Fish and Spinach Curry


  • 2 tbsp. oil
  • 750g boneless fillets, sliced
  • 1 tbsp. chopped lemongrass (optional)
  • 2 tbsp. chopped fresh ginger
  • Salt and freshly ground black pepper to taste
  • 1 bunch spinach, washed and roughly chopped
  • 3 medium onions, sliced
  • 2 cloves garlic, crushed
  • 1 tsp. ground turmeric
  • 1 cup fish stock
  • 1 tbsp. vinegar
  • 1 tbsp. fish sauce
  • Chopped fresh coriander


  1. Heat oil in a large frying pan over medium heat.
  2. Cook fish, turning, for 2-3 minutes or until firm.

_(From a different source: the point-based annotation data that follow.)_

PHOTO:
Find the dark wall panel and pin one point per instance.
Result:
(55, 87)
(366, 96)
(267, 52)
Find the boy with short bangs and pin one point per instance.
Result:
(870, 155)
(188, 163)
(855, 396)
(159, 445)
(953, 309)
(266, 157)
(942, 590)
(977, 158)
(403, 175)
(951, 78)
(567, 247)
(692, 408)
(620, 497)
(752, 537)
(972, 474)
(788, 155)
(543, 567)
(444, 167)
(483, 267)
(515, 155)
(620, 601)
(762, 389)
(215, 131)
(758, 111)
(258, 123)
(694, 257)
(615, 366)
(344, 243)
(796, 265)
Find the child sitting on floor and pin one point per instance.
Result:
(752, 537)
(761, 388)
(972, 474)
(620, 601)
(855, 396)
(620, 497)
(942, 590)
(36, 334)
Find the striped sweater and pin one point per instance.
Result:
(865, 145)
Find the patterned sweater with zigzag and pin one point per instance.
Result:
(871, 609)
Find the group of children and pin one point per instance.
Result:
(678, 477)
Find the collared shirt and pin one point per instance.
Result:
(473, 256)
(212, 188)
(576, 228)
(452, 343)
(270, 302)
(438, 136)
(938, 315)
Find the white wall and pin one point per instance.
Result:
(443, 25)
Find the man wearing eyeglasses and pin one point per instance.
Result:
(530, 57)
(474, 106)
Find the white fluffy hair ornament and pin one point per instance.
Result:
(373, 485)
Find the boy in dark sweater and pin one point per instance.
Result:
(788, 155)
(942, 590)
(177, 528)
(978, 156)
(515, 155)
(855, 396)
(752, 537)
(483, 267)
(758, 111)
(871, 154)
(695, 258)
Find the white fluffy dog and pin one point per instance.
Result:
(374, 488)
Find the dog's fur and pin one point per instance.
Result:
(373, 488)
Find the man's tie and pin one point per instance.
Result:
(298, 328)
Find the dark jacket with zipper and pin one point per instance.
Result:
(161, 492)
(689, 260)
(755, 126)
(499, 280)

Transfer to a plate.
  3. Add onions and garlic to the pan.
  4. Cook stirring until onions are tender.
  5. Blend in ginger, lemon grass and turmeric.
  6. Cook stirring for 1 minute.
  7. Add fish stock.
  8. Blend into the pan with vinegar, fish sauce and seasonings.
  9. Bring to boil.
  10. Reduce heat, simmer uncovered for 5 minutes.
  11. Stir in fish and spinach.
  12. Simmer for a further 2-3 minutes.

Sprinkle with coriander and serve with rice.